The U.S. Department of Justice and the city of Detroit had agreed that the complaints that brought about the consent judgment issued in 2003 had been largely, though not entirely, resolved.
U.S. District Judge Avern Cohn's ruling said the police department had complied with about 90% of the federal consent decree's stipulations, and set the end of oversight for March 2, 2016.
"This is truly an exciting day in the history of the Detroit Police Department," Police Chief James E. Craig told reporters at a televised news conference, saying that the department had also decreased its number of in-custody deaths, its use of force, and complaints from citizens.

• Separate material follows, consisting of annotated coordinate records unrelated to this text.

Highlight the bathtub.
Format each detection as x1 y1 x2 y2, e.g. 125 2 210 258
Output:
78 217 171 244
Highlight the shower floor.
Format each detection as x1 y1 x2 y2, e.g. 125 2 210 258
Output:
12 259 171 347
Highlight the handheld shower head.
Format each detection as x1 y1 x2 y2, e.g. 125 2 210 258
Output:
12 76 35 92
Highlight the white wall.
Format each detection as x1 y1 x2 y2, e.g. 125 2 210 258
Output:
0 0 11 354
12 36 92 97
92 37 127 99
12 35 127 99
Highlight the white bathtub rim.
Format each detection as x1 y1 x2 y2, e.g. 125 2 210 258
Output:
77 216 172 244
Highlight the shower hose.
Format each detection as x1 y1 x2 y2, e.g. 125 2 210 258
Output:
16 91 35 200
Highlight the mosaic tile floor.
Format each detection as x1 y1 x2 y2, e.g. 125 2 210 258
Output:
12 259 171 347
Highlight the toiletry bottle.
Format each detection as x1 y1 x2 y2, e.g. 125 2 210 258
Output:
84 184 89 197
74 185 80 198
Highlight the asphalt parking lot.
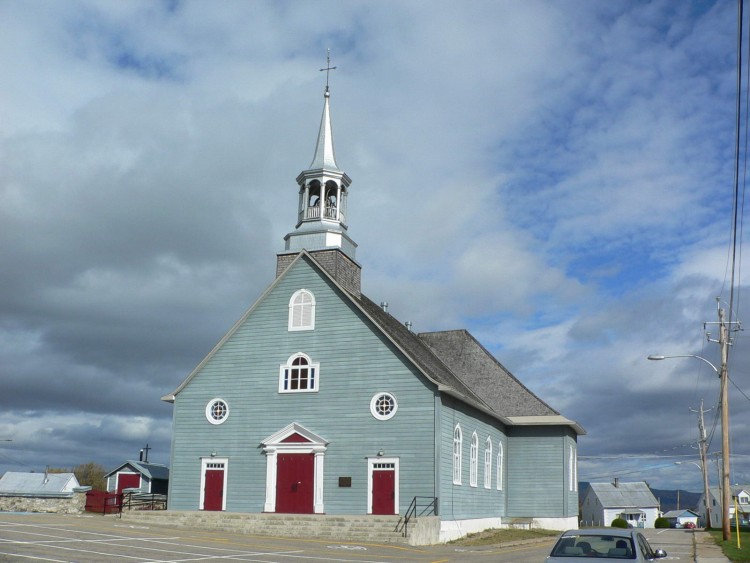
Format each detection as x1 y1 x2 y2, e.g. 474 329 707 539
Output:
0 513 693 563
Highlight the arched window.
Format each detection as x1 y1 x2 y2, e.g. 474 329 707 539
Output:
289 289 315 330
484 436 492 489
279 353 320 393
497 442 504 491
453 424 464 485
469 432 479 487
307 180 320 207
568 446 578 491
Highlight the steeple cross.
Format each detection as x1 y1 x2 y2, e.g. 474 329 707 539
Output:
320 49 336 93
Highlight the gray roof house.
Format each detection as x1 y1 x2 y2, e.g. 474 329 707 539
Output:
662 508 700 528
581 479 659 528
0 471 80 497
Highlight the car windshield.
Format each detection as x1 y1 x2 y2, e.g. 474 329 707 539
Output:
551 534 635 559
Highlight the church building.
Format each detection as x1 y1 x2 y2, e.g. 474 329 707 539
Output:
162 76 584 541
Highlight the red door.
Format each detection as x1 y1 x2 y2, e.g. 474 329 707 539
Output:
372 469 396 514
117 473 141 494
276 454 315 514
203 469 224 510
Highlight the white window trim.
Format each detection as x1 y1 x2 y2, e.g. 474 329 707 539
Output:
469 432 479 487
287 289 315 331
370 392 398 420
206 397 229 425
453 424 464 485
198 457 229 510
279 352 320 393
497 442 505 491
484 436 492 489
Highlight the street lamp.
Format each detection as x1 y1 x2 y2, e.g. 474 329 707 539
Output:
674 462 711 529
648 354 721 377
648 352 732 541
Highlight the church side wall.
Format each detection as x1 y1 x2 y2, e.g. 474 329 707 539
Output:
169 260 436 514
440 395 508 527
508 426 578 519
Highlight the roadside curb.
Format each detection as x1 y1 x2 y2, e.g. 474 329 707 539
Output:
693 530 730 563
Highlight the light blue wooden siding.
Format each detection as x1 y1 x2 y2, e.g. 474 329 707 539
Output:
170 260 435 514
507 426 578 518
440 395 508 520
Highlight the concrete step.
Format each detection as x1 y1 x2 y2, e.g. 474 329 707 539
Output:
122 510 416 543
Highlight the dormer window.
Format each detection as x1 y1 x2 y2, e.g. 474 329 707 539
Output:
279 353 320 393
289 289 315 330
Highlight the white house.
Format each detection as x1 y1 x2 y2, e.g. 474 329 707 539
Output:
581 479 659 528
0 471 80 496
662 509 698 528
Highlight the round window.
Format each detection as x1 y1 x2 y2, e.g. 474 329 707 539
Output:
206 399 229 424
370 393 398 420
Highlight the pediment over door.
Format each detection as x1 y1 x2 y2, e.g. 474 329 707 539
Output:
261 422 328 450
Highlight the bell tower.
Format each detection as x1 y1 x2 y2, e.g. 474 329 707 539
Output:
276 53 361 295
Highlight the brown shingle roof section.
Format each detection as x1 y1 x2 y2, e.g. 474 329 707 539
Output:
419 330 559 416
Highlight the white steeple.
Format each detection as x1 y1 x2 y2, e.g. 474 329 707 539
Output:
284 55 357 260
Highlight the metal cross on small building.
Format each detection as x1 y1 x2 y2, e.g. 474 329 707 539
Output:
320 49 336 93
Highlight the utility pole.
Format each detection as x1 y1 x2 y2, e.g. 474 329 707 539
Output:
704 297 732 541
690 401 712 528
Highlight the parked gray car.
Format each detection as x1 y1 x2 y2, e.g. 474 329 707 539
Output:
547 528 667 563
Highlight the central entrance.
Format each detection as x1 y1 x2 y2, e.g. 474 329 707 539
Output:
261 422 328 514
276 454 315 514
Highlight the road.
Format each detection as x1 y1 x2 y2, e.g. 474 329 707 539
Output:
0 513 693 563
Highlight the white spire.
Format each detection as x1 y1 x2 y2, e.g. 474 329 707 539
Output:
310 91 339 170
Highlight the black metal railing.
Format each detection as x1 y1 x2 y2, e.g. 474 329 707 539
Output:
401 497 438 537
122 492 167 510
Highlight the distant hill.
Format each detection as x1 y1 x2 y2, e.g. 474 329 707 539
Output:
578 481 701 512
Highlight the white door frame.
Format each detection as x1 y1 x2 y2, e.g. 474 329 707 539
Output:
198 457 229 510
367 457 401 514
261 422 328 514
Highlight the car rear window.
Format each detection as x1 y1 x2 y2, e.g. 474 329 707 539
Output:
551 534 635 559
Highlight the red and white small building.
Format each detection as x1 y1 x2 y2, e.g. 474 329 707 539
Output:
104 460 169 495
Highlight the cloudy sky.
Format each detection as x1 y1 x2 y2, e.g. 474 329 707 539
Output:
0 0 750 491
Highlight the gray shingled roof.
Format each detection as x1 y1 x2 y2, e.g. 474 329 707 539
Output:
589 481 659 508
105 460 169 479
358 295 559 418
356 295 489 408
419 330 560 416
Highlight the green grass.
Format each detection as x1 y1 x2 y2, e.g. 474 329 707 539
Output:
449 528 560 546
710 529 750 563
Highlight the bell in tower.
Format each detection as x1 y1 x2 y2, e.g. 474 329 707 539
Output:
276 57 360 295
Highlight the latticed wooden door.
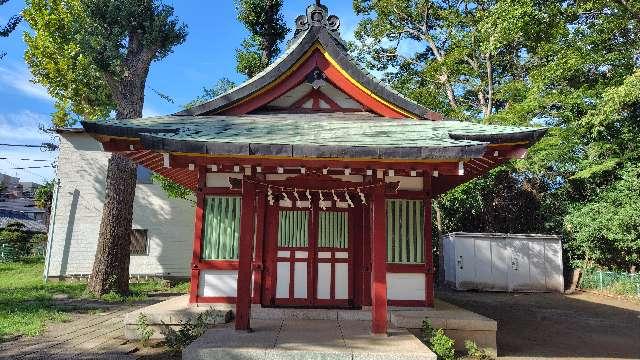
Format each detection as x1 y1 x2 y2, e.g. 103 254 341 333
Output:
315 210 353 306
270 207 353 307
275 210 311 305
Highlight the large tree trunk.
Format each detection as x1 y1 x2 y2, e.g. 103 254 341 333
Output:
89 57 152 297
89 153 136 297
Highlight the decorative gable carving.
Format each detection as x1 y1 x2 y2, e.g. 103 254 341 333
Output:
295 0 340 36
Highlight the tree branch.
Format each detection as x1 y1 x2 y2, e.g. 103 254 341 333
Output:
614 0 640 21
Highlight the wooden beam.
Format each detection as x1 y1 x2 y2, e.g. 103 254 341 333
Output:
236 177 256 331
371 179 387 335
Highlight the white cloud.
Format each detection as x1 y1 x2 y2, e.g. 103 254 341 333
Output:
0 65 54 102
0 110 51 144
0 110 57 182
142 105 163 117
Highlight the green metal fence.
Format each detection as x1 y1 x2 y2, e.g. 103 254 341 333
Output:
0 244 22 262
0 243 45 263
580 270 640 297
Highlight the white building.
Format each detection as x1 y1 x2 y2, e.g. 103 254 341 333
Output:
44 129 195 279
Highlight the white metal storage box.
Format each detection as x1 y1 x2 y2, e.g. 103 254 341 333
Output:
441 232 564 292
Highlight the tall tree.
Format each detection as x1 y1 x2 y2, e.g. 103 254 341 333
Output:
236 0 289 78
0 0 22 59
354 0 640 268
151 77 236 202
24 0 187 296
353 0 562 120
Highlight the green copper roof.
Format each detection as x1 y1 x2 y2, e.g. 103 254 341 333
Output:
83 113 546 159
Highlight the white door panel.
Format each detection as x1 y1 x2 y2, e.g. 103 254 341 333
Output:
276 262 290 299
334 263 349 300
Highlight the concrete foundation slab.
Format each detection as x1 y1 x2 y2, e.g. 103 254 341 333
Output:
130 296 497 358
182 319 436 360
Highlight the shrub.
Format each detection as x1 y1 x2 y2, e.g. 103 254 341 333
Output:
464 340 493 360
161 308 218 351
422 319 455 360
430 329 456 360
136 313 155 346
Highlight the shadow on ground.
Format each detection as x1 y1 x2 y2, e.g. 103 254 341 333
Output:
436 289 640 359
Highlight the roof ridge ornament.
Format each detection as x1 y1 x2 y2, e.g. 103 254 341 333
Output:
294 0 340 36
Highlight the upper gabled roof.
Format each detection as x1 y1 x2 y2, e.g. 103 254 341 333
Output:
82 113 546 161
174 4 443 120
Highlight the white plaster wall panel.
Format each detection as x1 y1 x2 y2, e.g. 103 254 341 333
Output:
47 133 194 276
509 239 531 290
544 239 564 292
334 263 349 299
331 175 363 183
318 100 331 109
443 233 564 292
293 261 307 299
529 240 547 291
198 270 238 297
276 262 290 299
387 273 426 300
476 239 494 289
316 263 331 300
385 176 424 191
453 237 476 289
491 238 509 290
266 174 296 181
207 173 242 188
267 82 313 108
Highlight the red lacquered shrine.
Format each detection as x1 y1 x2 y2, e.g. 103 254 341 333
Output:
83 5 545 333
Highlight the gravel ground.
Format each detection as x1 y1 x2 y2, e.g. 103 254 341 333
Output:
437 289 640 360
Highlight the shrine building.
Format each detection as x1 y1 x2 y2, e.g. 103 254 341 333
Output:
82 4 546 334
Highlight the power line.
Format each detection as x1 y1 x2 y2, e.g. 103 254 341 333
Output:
0 143 58 151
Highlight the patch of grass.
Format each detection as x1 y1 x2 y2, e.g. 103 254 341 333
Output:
0 259 86 341
0 258 189 342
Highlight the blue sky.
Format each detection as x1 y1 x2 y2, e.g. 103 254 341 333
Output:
0 0 358 182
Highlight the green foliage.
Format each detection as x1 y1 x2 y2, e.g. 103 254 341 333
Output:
464 340 493 360
151 173 193 202
23 0 115 127
0 0 22 59
183 77 236 109
23 0 186 126
136 313 155 346
0 222 41 262
420 318 435 343
353 0 640 268
579 268 640 299
162 308 218 351
236 0 289 78
353 0 563 119
0 258 188 342
565 165 640 269
436 167 550 233
236 35 270 78
0 259 85 342
33 180 54 210
421 318 455 360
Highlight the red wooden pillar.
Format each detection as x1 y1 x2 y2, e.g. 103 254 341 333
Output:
236 178 256 330
189 166 207 304
371 181 387 334
422 171 435 307
252 192 267 304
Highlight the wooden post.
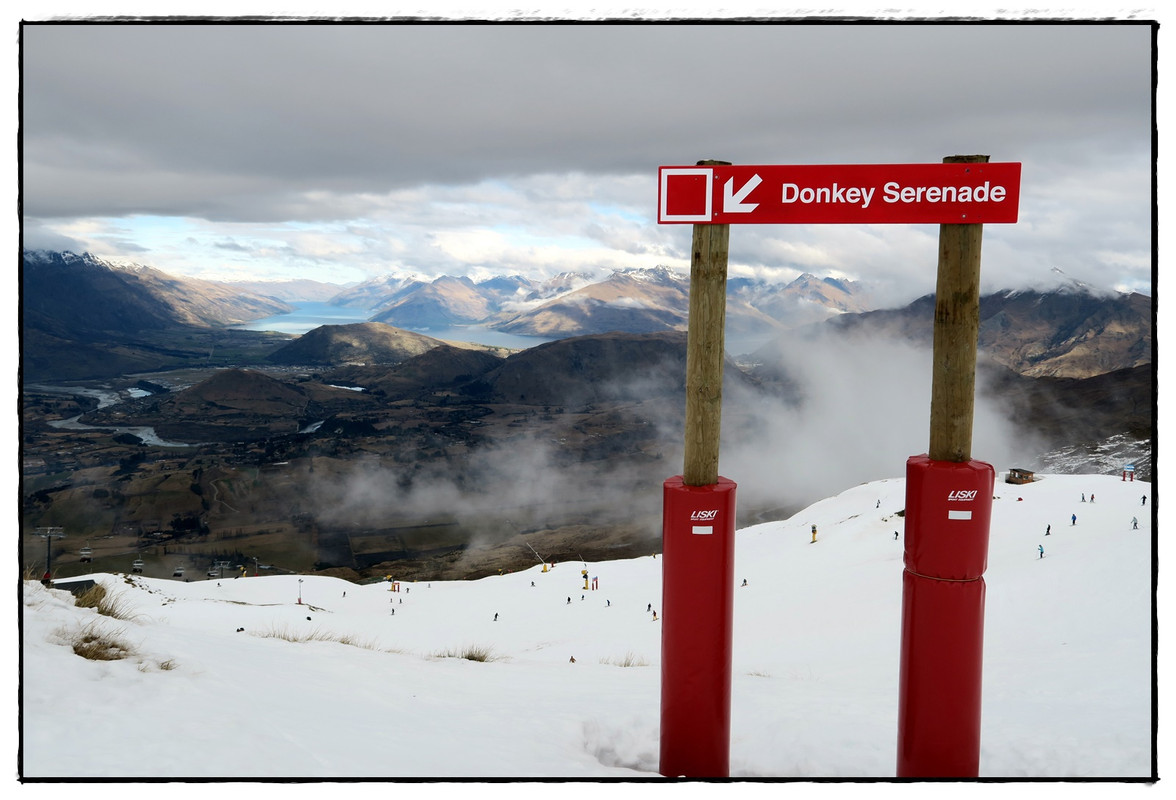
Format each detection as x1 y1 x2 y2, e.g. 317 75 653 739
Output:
682 160 730 486
928 155 988 462
896 150 995 778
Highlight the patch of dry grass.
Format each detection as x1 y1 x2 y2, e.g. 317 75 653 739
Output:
58 620 135 661
74 584 138 621
433 645 502 661
600 651 649 667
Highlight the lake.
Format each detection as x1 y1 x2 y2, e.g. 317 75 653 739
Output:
234 302 552 349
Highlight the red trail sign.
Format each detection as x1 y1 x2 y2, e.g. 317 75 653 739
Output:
657 162 1021 225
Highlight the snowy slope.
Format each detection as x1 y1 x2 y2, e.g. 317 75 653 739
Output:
22 475 1154 780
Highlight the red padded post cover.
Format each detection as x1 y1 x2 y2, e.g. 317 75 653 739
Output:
655 475 735 778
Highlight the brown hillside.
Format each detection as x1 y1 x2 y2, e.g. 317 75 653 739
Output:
268 322 441 365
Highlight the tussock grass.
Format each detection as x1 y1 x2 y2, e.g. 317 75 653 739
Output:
74 584 139 621
250 627 383 652
600 651 649 667
58 620 135 661
433 645 502 661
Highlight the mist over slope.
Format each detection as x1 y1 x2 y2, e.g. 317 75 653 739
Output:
21 475 1155 776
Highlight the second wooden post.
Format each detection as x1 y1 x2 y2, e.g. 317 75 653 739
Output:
659 161 735 778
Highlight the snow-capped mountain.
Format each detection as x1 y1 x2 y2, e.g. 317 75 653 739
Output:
20 475 1156 776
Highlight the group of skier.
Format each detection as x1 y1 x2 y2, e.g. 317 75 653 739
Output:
1037 492 1148 559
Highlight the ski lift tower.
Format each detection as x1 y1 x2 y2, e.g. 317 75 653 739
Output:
34 526 66 575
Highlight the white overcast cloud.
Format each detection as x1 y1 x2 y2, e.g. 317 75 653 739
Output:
21 16 1156 302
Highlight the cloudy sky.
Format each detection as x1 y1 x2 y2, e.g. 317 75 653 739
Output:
20 12 1156 302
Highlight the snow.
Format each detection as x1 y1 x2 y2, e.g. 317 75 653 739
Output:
21 475 1155 794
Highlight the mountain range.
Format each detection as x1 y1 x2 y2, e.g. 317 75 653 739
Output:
343 267 869 338
21 254 1155 588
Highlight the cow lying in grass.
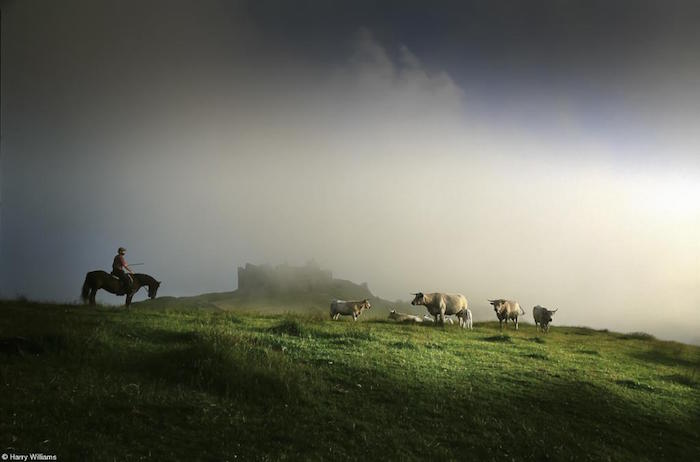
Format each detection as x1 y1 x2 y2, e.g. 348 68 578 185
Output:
331 298 372 321
389 310 422 322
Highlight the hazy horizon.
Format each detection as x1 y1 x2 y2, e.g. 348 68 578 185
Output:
0 1 700 343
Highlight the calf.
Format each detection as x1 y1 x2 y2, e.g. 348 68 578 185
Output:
331 298 372 321
532 305 559 332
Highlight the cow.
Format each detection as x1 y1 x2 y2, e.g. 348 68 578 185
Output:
532 305 559 333
457 308 473 330
331 298 372 321
423 314 454 325
411 292 468 328
389 310 423 322
489 298 525 330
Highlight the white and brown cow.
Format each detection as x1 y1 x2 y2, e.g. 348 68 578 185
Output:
389 310 423 322
411 292 468 328
489 298 525 330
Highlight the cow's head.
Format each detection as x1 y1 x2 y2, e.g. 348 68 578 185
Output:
411 292 425 305
489 299 505 312
542 308 559 324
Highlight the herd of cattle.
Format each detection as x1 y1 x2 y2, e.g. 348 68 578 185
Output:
331 292 557 332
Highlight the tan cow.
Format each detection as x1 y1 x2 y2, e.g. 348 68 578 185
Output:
331 298 372 321
489 298 525 330
411 292 468 328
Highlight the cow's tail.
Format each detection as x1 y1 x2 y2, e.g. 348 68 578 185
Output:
80 275 90 303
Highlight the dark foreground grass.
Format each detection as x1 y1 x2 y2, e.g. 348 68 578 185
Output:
0 302 700 461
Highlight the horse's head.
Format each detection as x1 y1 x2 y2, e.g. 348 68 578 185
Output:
148 281 161 300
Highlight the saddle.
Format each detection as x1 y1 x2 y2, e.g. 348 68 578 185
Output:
109 273 134 295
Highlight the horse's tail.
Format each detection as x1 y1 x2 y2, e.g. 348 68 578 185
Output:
80 275 90 303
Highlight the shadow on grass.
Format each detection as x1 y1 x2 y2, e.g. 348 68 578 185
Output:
630 344 700 368
481 334 513 343
662 374 700 388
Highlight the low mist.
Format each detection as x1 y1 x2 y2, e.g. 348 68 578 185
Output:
0 3 700 343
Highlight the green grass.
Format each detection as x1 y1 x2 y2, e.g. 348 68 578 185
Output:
0 302 700 461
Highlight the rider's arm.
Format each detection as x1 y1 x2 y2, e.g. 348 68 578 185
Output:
121 256 134 274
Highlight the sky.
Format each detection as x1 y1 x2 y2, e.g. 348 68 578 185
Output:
0 0 700 343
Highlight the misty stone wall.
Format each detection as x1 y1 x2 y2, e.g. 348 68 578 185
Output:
238 260 333 293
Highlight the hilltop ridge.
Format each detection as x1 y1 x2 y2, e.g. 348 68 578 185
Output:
135 260 416 317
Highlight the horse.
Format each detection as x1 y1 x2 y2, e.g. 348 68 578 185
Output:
81 270 160 306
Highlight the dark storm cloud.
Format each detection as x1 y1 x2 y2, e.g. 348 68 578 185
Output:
0 1 700 339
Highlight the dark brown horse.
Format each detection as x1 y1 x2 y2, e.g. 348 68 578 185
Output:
81 270 160 306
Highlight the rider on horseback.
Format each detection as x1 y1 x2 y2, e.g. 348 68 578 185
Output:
112 247 134 294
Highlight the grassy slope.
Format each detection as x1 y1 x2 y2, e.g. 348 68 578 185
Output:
0 302 700 460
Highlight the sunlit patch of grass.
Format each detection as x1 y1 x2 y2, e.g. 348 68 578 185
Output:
0 302 700 461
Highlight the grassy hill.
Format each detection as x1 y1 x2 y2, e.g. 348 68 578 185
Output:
0 302 700 461
134 279 418 318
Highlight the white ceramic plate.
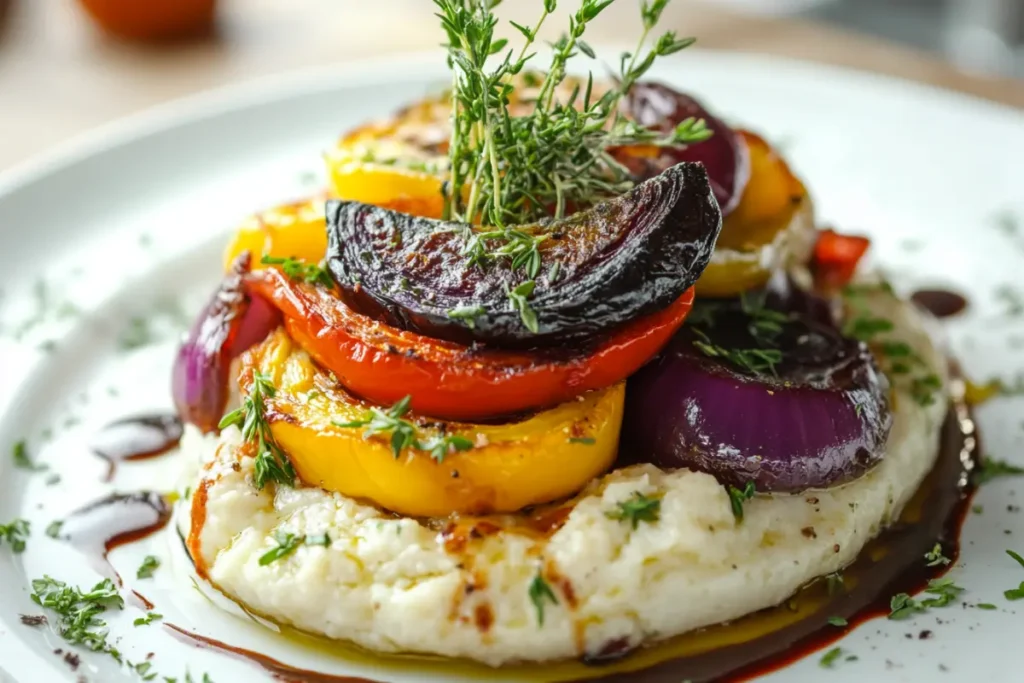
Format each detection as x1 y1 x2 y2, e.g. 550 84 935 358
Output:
0 51 1024 683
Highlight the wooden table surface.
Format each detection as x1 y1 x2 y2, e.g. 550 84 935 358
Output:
0 0 1024 170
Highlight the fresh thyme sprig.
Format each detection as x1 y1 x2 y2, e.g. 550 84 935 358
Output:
434 0 712 332
260 255 334 289
218 372 295 489
332 396 473 463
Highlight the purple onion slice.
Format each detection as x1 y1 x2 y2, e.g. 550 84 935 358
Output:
623 286 892 492
171 252 281 432
615 81 751 216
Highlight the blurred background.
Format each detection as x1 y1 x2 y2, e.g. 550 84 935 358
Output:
0 0 1024 170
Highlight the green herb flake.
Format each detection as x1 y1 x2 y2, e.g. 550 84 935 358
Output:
971 457 1024 486
0 519 32 555
528 571 558 627
134 612 164 626
725 481 757 524
11 439 48 472
889 579 964 621
1002 550 1024 600
259 530 302 567
825 571 846 596
260 255 334 289
818 647 843 669
31 577 124 661
843 313 895 341
259 529 331 567
604 490 662 530
925 543 950 567
135 555 160 579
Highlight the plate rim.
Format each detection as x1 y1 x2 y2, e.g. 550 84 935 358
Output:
0 45 1024 680
0 42 1024 205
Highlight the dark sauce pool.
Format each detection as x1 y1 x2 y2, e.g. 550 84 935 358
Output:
166 405 978 683
59 492 171 581
89 414 182 481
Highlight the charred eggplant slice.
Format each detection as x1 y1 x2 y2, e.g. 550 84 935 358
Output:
327 163 722 348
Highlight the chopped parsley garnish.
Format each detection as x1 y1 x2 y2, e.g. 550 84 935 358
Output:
259 529 331 567
818 647 843 669
0 519 32 555
604 490 662 529
128 661 157 681
332 396 473 463
32 577 124 661
889 579 964 621
529 571 558 627
134 612 164 626
825 571 846 596
693 328 782 375
135 555 160 579
218 372 295 489
11 440 49 472
260 255 334 289
725 481 757 524
843 313 895 341
1002 550 1024 600
925 543 950 567
971 457 1024 486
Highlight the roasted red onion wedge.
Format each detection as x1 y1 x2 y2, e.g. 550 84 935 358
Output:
327 164 722 347
623 288 892 492
614 82 751 216
171 252 281 432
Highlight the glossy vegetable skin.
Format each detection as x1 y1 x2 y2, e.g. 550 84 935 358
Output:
247 269 693 420
327 164 721 347
171 252 281 432
697 130 817 297
224 195 327 270
241 331 625 517
624 286 892 492
612 81 751 215
811 230 871 291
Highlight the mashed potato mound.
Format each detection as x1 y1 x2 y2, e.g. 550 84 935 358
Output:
181 286 947 666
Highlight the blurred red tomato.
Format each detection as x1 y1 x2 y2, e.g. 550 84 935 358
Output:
79 0 217 40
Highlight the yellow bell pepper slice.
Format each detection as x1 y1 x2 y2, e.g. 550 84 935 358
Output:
224 196 327 270
240 330 626 517
696 131 815 297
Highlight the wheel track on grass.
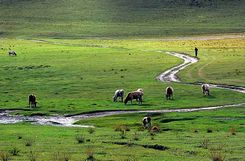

Citing the civil unrest that had befallen the police department in Ferguson, Mo., after a white police officer shot and killed an unarmed black 18-year-old man, Craig said, "We have learned so much about the importance of relationships. ... There’s much to be said about the way we, as law enforcement officers, treat people and each other."
Detroit's then-mayor, Dennis Archer, had requested a federal review of the department's policies in 2000; a Detroit Free Press investigation from that year said that the city's police led the nation in the number of fatal police shootings, more than double the rate of lethal incidents in New York City during the same period.
According to federal records from the early 2000s, Detroit police also had no definition for what “use of force” was and limited most officers to using either their guns or some type of chemical spray, which meant they lacked a more intermediate option, such as a baton.
If officers didn't use guns or spray, they were not required to report the use of force unless it resulted in injury, federal officials said.
Officials had also raised questions over the complaint process for civilians and said many of the officials who investigated those complaints were civilians with no investigatory training. It would take one to two years, and in some cases even longer, for internal disciplinary cases to have an initial hearing.
The department also used to detain witnesses to serious crimes. A second consent judgment in 2003, regarding poor detention conditions, was lifted earlier this year.
In a statement Monday, Justice Department officials said Detroit police had "effectively eliminated the unconstitutional practices" that had made federal oversight necessary, though they said more work was necessary.
As a result, Monday's ruling gives the department 18 more months to transition away from federal oversight.
"This does not mean it is the end," Craig told reporters, adding, “We want to reassure our community that this does not mean we will simply go back to what we were years ago."
Detroit's NAACP president, the Rev. Wendell Anthony, said in a statement, "Today it would appear that there is a new and different approach to community policing, where the people are engaged and respected."
Noting that there was still work to be done, Anthony added, "One of the ways in which Detroit may not become a Ferguson, Missouri, is by respect, community engagement, and a de-escalation of the appearance of a military force inserting itself in a community of law-abiding and nonviolent citizens."
A spokesman for Detroit Mayor Mike Duggan told the Los Angeles Times that the mayor was traveling Monday and was not able to comment on the ruling.